By Elie Dolgin

The GenBank sequence database, the central repository of all publicly available DNA sequences, counted its thousandth complete microbial genome this month. But a thousand genomes is only a small fraction of the diversity that exists in the microscopic world. Now, scientists want to fill in the gaps.

"The broad brush strokes of microbial diversity are not adequately represented in that first thousand," says Stephen Giovannoni, a microbiologist at Oregon State University in Corvallis. "It's absolutely important that we sequence more."

Enter the Genomic Encyclopedia of Bacteria and Archaea, a project spearheaded by the US Department of Energy's Joint Genome Institute (JGI) in Walnut Creek, California, which aims to sequence the genomes of another thousand or so microbes.

The vast majority of microbial species that have had their genomes decoded come from just three groups and were chosen because of their medical or environmental importance. The encyclopedia's researchers are picking microbes from many more branches of the evolutionary tree of life.

Branching out

A pilot project, led by Jonathan Eisen, an evolutionary biologist at the University of California, Davis, demonstrates the ways in which such as approach can pay off. Eisen's team selected and sequenced more than 100 'neglected' species that lacked close relatives among the 1,000 genomes already in GenBank. The researchers reported earlier this year at the JGI's Fourth Annual User Meeting that even mapping the first 56 of these microbes' genomes increased the rate of discovery of new gene and protein families with new biological properties. It also improved the researchers' ability to predict the role of genes with unknown functions in already sequenced organisms.
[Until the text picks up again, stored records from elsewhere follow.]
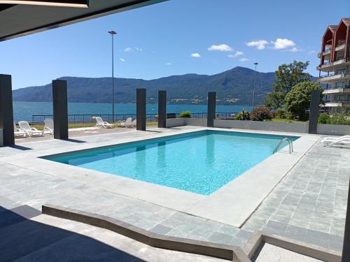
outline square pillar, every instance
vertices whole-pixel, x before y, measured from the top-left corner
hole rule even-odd
[[[136,130],[146,131],[146,89],[136,89]]]
[[[167,127],[167,91],[158,91],[158,127]]]
[[[68,106],[66,81],[52,81],[53,137],[68,139]]]
[[[15,145],[11,75],[0,75],[0,129],[4,145]]]
[[[317,121],[320,110],[321,90],[311,91],[310,115],[309,116],[309,133],[317,133]]]
[[[216,92],[208,93],[208,112],[206,114],[206,126],[214,127],[215,111],[216,109]]]

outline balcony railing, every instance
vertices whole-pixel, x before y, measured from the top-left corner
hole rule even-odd
[[[330,73],[328,75],[321,75],[318,79],[322,79],[322,78],[328,78],[330,76],[336,76],[336,75],[342,75],[343,77],[345,77],[346,76],[346,75],[348,74],[348,72],[346,72],[346,73]]]
[[[350,99],[325,100],[325,103],[350,103]]]
[[[346,88],[350,88],[350,85],[343,85],[342,87],[326,87],[324,88],[325,90],[333,90],[333,89],[344,89]]]
[[[237,114],[237,112],[216,112],[216,117],[220,119],[233,119]],[[178,113],[173,113],[169,115],[174,115],[175,117],[178,117]],[[122,114],[122,115],[113,115],[108,114],[69,114],[68,115],[68,122],[69,124],[86,124],[86,123],[95,123],[95,117],[100,117],[104,121],[112,122],[114,119],[115,122],[125,121],[128,117],[135,119],[136,114]],[[206,112],[191,112],[191,117],[193,118],[206,118]],[[46,118],[52,118],[52,115],[31,115],[31,124],[43,124]],[[146,114],[146,119],[147,122],[157,122],[158,114]],[[26,119],[27,120],[27,119]]]

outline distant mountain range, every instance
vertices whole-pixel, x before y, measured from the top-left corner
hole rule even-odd
[[[262,103],[272,90],[274,73],[256,73],[255,103]],[[313,78],[313,80],[315,78]],[[111,78],[62,77],[67,80],[69,102],[111,103]],[[209,91],[216,91],[218,104],[250,105],[253,97],[254,71],[237,66],[213,75],[186,74],[151,80],[115,78],[116,103],[134,103],[136,89],[146,88],[148,103],[156,103],[158,90],[167,90],[170,103],[206,103]],[[51,84],[13,90],[15,101],[51,101]]]

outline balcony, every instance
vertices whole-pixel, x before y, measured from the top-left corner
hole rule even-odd
[[[346,82],[350,80],[350,72],[340,74],[329,74],[328,75],[320,76],[317,81],[321,84],[334,83],[337,82]]]
[[[321,70],[322,72],[332,72],[344,66],[348,65],[350,65],[350,59],[349,58],[342,58],[334,62],[321,64],[317,66],[317,70]]]
[[[317,54],[317,57],[321,58],[321,56],[322,55],[322,56],[325,57],[325,58],[326,58],[326,56],[327,57],[330,56],[331,51],[332,51],[332,49],[328,48],[326,50],[325,50],[325,52],[319,52],[318,54]]]
[[[342,50],[343,49],[345,49],[345,43],[339,45],[335,48],[335,52]]]
[[[342,107],[342,106],[349,106],[350,100],[326,100],[325,101],[326,107]]]

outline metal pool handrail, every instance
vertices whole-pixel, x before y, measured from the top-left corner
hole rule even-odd
[[[276,153],[278,151],[279,147],[281,146],[281,145],[282,145],[282,143],[284,141],[287,141],[288,142],[288,145],[289,146],[289,154],[292,154],[294,152],[294,149],[293,148],[293,141],[290,139],[289,139],[288,138],[284,138],[281,141],[279,141],[279,143],[278,143],[277,146],[274,149],[274,150],[272,152],[272,154],[274,154],[274,153]]]

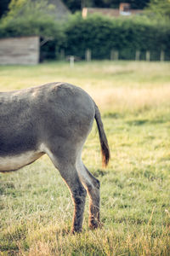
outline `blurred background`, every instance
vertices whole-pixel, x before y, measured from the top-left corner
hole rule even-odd
[[[0,64],[170,61],[169,18],[168,0],[1,0]]]

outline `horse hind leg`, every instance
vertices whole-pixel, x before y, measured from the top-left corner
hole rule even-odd
[[[83,165],[82,160],[77,164],[78,175],[89,196],[88,225],[94,230],[101,225],[99,219],[99,181],[95,178]]]
[[[74,204],[74,215],[71,232],[81,232],[82,227],[83,212],[87,191],[82,185],[76,172],[76,164],[72,159],[60,158],[57,154],[48,150],[47,153],[54,166],[60,171],[60,175],[67,184]]]

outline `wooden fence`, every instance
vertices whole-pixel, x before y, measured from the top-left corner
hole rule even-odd
[[[39,37],[0,39],[0,65],[35,65],[39,62]]]

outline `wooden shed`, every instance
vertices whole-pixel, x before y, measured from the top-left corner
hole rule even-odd
[[[0,39],[0,65],[35,65],[39,62],[39,37]]]

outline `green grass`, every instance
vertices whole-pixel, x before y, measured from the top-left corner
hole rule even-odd
[[[54,62],[0,67],[0,90],[53,81],[85,89],[102,113],[111,160],[94,125],[83,161],[101,183],[102,229],[72,236],[73,206],[47,156],[0,175],[0,255],[170,255],[170,63]]]

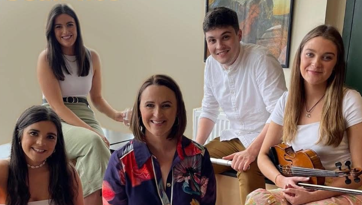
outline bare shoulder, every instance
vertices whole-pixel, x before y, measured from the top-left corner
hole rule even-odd
[[[42,51],[41,51],[40,53],[39,54],[39,57],[38,57],[38,60],[42,60],[43,61],[45,61],[46,59],[46,50],[44,50]]]
[[[99,55],[98,54],[98,52],[95,50],[92,49],[90,49],[90,48],[89,48],[88,49],[89,49],[89,51],[90,51],[90,55],[92,56],[92,60],[99,58]]]
[[[38,66],[37,68],[38,70],[43,70],[44,68],[49,68],[49,65],[47,60],[46,50],[44,50],[39,54],[38,57]]]
[[[100,58],[99,55],[97,51],[91,49],[89,49],[90,51],[90,55],[91,55],[92,61],[93,61],[93,68],[94,70],[99,70],[100,69]]]

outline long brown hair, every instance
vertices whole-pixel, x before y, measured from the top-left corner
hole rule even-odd
[[[304,80],[300,72],[301,54],[305,43],[317,36],[332,42],[337,51],[337,62],[327,79],[319,128],[320,138],[317,143],[322,142],[325,145],[337,147],[342,141],[345,130],[342,102],[346,63],[342,37],[335,28],[327,25],[318,26],[309,31],[302,40],[296,53],[292,68],[290,89],[284,111],[283,140],[291,142],[297,132],[297,125],[303,107],[301,102],[305,100]]]
[[[30,199],[28,167],[20,142],[27,127],[42,121],[52,122],[57,131],[56,152],[47,159],[49,168],[49,198],[57,205],[73,205],[73,200],[78,194],[77,188],[79,184],[74,180],[77,177],[76,171],[68,163],[60,119],[51,109],[43,105],[34,105],[23,112],[14,128],[7,180],[7,205],[26,205]]]
[[[75,21],[77,26],[77,39],[75,40],[75,56],[78,65],[78,76],[87,76],[89,74],[90,68],[89,56],[87,54],[87,51],[83,44],[82,38],[81,27],[79,20],[74,11],[70,5],[66,4],[58,3],[56,4],[49,12],[47,20],[46,26],[46,35],[47,37],[46,57],[49,61],[49,66],[52,69],[57,79],[64,80],[64,73],[70,75],[67,68],[67,63],[63,57],[60,45],[54,33],[54,21],[60,15],[65,14],[73,18]]]

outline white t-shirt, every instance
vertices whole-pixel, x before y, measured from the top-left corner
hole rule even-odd
[[[275,105],[271,119],[274,123],[282,126],[284,109],[288,98],[288,92],[284,93]],[[362,97],[354,90],[347,89],[343,96],[342,114],[346,129],[362,122]],[[344,164],[346,160],[352,162],[348,138],[345,130],[343,138],[336,148],[325,146],[322,143],[316,144],[319,139],[320,123],[297,126],[298,132],[293,141],[288,143],[294,151],[311,149],[317,153],[323,166],[328,170],[337,170],[335,163],[339,161]],[[343,166],[342,166],[343,167]]]
[[[220,141],[238,138],[248,147],[259,135],[278,99],[287,90],[280,63],[266,48],[240,43],[235,62],[225,69],[210,55],[206,60],[200,118],[216,122],[221,107],[230,128]]]

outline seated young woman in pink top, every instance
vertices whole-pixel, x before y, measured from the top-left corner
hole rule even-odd
[[[65,154],[59,117],[26,109],[14,129],[10,158],[0,159],[0,205],[83,205],[82,184]]]

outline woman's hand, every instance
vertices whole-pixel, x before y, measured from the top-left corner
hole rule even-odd
[[[102,135],[101,134],[99,134],[99,136],[103,140],[103,142],[104,142],[104,143],[106,144],[106,145],[107,145],[107,147],[108,147],[108,148],[109,148],[109,146],[110,146],[109,141],[106,138],[106,137],[105,137],[104,136],[103,136],[103,135]]]
[[[300,181],[306,182],[309,180],[309,177],[286,177],[282,175],[278,176],[276,178],[276,181],[275,181],[275,185],[280,188],[284,188],[286,187],[291,187],[295,189],[298,189],[306,191],[306,189],[297,185],[297,183]]]
[[[123,118],[124,117],[124,113],[123,112],[116,112],[113,117],[113,120],[118,122],[123,122]]]
[[[316,201],[311,192],[302,190],[301,188],[302,188],[299,186],[286,185],[282,190],[283,196],[292,205],[303,205]]]

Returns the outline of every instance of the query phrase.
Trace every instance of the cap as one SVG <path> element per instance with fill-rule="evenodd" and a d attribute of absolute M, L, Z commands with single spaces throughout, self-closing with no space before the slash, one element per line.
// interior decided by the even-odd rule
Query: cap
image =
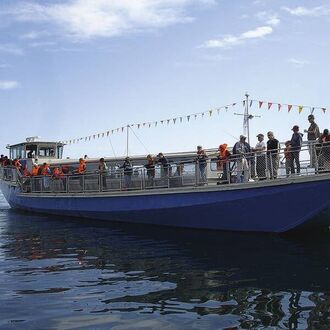
<path fill-rule="evenodd" d="M 224 144 L 220 144 L 219 145 L 219 149 L 218 150 L 226 150 L 227 149 L 228 144 L 224 143 Z"/>

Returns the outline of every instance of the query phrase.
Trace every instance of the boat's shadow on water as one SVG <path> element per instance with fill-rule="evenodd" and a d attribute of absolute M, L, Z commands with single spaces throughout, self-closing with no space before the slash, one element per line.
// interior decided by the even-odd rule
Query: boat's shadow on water
<path fill-rule="evenodd" d="M 62 242 L 61 253 L 63 249 L 84 251 L 97 260 L 95 267 L 106 268 L 114 262 L 120 265 L 125 255 L 126 262 L 135 269 L 141 268 L 139 262 L 150 262 L 160 272 L 224 273 L 224 290 L 254 287 L 326 291 L 330 287 L 329 230 L 285 235 L 239 233 L 7 212 L 8 230 L 47 242 L 40 244 L 45 258 L 56 257 L 52 242 L 57 249 L 58 242 Z M 25 246 L 24 253 L 16 257 L 35 253 L 29 248 Z M 23 250 L 15 249 L 15 253 L 19 251 Z M 166 264 L 162 263 L 164 257 L 168 257 Z"/>

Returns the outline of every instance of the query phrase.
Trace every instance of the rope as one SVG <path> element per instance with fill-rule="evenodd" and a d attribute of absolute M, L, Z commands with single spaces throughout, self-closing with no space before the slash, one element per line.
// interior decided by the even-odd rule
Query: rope
<path fill-rule="evenodd" d="M 145 149 L 145 151 L 150 154 L 150 151 L 148 150 L 148 148 L 145 146 L 145 144 L 139 139 L 139 137 L 135 134 L 133 128 L 131 126 L 129 126 L 129 128 L 131 129 L 131 131 L 133 132 L 133 134 L 135 135 L 135 137 L 137 138 L 137 140 L 141 143 L 141 145 L 143 146 L 143 148 Z"/>

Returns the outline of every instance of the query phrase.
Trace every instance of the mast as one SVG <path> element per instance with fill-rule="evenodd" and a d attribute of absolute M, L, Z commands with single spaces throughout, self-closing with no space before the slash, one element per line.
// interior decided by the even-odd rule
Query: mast
<path fill-rule="evenodd" d="M 248 143 L 250 144 L 250 125 L 249 120 L 252 119 L 249 114 L 249 94 L 245 93 L 245 111 L 244 111 L 244 120 L 243 120 L 243 132 L 244 135 L 247 135 Z"/>
<path fill-rule="evenodd" d="M 128 138 L 129 138 L 129 125 L 126 126 L 126 157 L 128 157 Z"/>

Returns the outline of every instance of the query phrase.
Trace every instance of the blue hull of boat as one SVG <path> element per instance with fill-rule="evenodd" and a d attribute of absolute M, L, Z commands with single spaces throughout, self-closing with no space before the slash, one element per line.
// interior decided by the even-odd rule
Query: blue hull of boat
<path fill-rule="evenodd" d="M 1 181 L 13 208 L 47 214 L 175 227 L 286 232 L 330 224 L 330 179 L 235 189 L 117 195 L 20 194 Z M 315 218 L 323 213 L 323 217 Z"/>

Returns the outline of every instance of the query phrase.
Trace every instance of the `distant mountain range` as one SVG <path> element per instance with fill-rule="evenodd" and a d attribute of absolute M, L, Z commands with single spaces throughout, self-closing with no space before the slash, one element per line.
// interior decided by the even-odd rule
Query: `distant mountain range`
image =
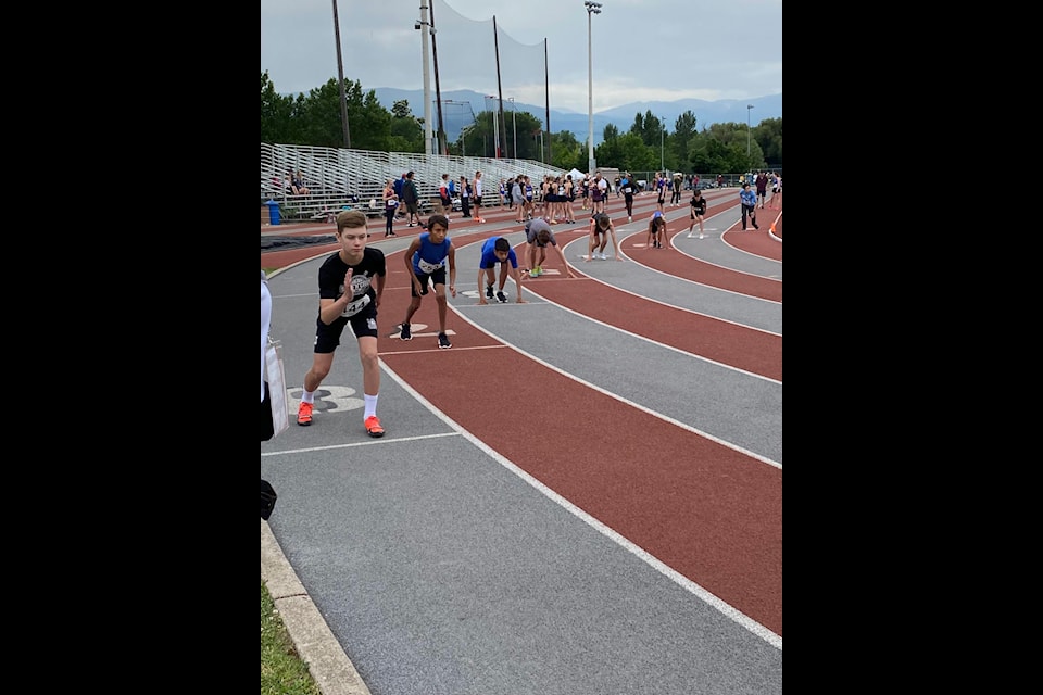
<path fill-rule="evenodd" d="M 380 105 L 391 110 L 394 102 L 403 99 L 410 102 L 410 109 L 413 115 L 419 118 L 424 117 L 424 90 L 423 89 L 395 89 L 393 87 L 376 87 L 374 92 Z M 431 91 L 431 102 L 433 103 L 433 90 Z M 445 121 L 445 135 L 450 140 L 456 140 L 460 137 L 460 130 L 470 124 L 472 116 L 468 111 L 466 116 L 461 115 L 460 109 L 451 109 L 452 113 L 447 112 L 445 100 L 453 102 L 467 102 L 475 113 L 486 111 L 486 96 L 468 89 L 442 92 L 442 117 Z M 766 118 L 782 117 L 782 94 L 769 94 L 767 97 L 757 97 L 755 99 L 721 99 L 719 101 L 703 101 L 702 99 L 679 99 L 678 101 L 636 101 L 615 109 L 594 112 L 594 146 L 601 143 L 602 132 L 610 123 L 619 128 L 620 132 L 627 132 L 633 125 L 633 118 L 637 114 L 644 115 L 651 111 L 653 115 L 664 118 L 667 124 L 667 132 L 674 127 L 674 122 L 686 111 L 695 114 L 695 127 L 702 130 L 715 123 L 744 123 L 746 121 L 746 105 L 753 104 L 753 111 L 750 113 L 750 124 L 757 125 Z M 518 111 L 527 111 L 540 122 L 546 121 L 546 106 L 532 105 L 517 102 L 515 104 Z M 506 108 L 506 104 L 504 104 Z M 437 113 L 432 113 L 432 118 L 438 118 Z M 575 111 L 558 111 L 551 105 L 551 130 L 561 132 L 569 130 L 580 142 L 587 141 L 588 116 L 586 113 L 576 113 Z"/>

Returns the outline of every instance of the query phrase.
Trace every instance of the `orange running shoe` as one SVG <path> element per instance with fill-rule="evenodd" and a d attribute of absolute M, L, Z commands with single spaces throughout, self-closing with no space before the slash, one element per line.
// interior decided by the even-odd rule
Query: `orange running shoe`
<path fill-rule="evenodd" d="M 366 432 L 369 437 L 384 437 L 384 428 L 380 427 L 380 419 L 376 415 L 366 418 Z"/>
<path fill-rule="evenodd" d="M 311 403 L 304 403 L 304 401 L 301 401 L 301 407 L 297 408 L 297 424 L 305 426 L 312 424 Z"/>

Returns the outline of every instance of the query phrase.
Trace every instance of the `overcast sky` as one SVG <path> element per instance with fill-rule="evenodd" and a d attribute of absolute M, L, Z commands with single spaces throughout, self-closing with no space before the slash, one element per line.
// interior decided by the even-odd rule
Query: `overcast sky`
<path fill-rule="evenodd" d="M 344 79 L 422 89 L 420 2 L 432 1 L 441 90 L 500 89 L 587 113 L 582 0 L 336 0 Z M 634 101 L 751 99 L 782 91 L 782 0 L 601 0 L 591 16 L 593 110 Z M 335 0 L 261 0 L 261 72 L 279 93 L 337 78 Z M 429 42 L 430 43 L 430 42 Z M 435 94 L 433 60 L 429 61 Z M 411 104 L 414 113 L 423 112 Z"/>

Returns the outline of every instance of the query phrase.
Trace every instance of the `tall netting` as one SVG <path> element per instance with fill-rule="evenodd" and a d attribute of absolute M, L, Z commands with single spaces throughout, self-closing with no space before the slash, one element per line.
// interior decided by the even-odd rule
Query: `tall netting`
<path fill-rule="evenodd" d="M 526 45 L 508 34 L 510 27 L 497 17 L 495 36 L 493 20 L 470 20 L 456 12 L 444 0 L 431 0 L 436 29 L 435 49 L 438 51 L 438 79 L 442 96 L 442 123 L 449 141 L 455 141 L 463 128 L 475 123 L 486 111 L 500 117 L 500 99 L 503 100 L 503 119 L 511 129 L 511 111 L 517 103 L 529 104 L 526 109 L 546 129 L 546 71 L 544 42 Z M 497 75 L 497 49 L 499 45 L 500 74 Z M 432 62 L 433 65 L 433 62 Z M 433 70 L 433 68 L 432 68 Z M 453 90 L 469 89 L 486 94 L 481 108 L 460 103 L 451 94 Z M 511 99 L 514 99 L 514 103 Z M 435 102 L 435 75 L 431 75 L 432 115 L 438 123 L 438 104 Z M 520 109 L 520 108 L 519 108 Z M 553 124 L 552 124 L 553 125 Z M 500 122 L 500 143 L 511 151 L 510 137 Z"/>

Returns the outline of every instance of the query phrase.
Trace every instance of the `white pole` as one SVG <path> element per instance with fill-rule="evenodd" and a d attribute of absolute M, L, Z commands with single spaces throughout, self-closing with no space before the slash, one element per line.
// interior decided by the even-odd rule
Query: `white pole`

"There's no doubt to us that filling in the branches of the tree is going to be useful to lots of scientific studies that use genomic data," says Eisen. "There have been four billion years of evolution and we can really benefit from having some of that information in our databases."

All these new genomes should improve researchers' understanding of the evolution, physiology and metabolic capacity of microbes, says Eisen. They will also help match DNA sequences to their proper species from large-scale, high-throughput metagenomic studies from environmental samples, and ultimately contribute in the fields of synthetic biology and genetic engineering.

Microbial madness

The JGI is not alone in sequencing the genomes of new microbes. The next phase of the Human Microbiome Project, an initiative run by the US National Institutes of Health to characterize all the microorganisms living in or on our bodies, involves deciphering 900 microbial genomes of species from five body sites -- skin, mouth, nose, gut and vagina. The Ten Thousand Microbial Genomes Project, launched in August by the Beijing Genomics Institute-Shenzhen, plans to create full genome maps for 10,000 strains -- but fewer species -- of bacteria, archaea, fungi, algae and viruses from a broad range of conventional and extreme environments in China.

And even more ambitious microbial initiatives are in the works. Nikos Kyrpides, head of the JGI's genome-biology programme, is planning an international, five-year effort to sequence all 15,000 known microbes that can live in laboratory culture. He hopes to publish a paper outlining the project's goals in the coming months. "This will completely transform our understanding of microbiology and the microbial planet," he says.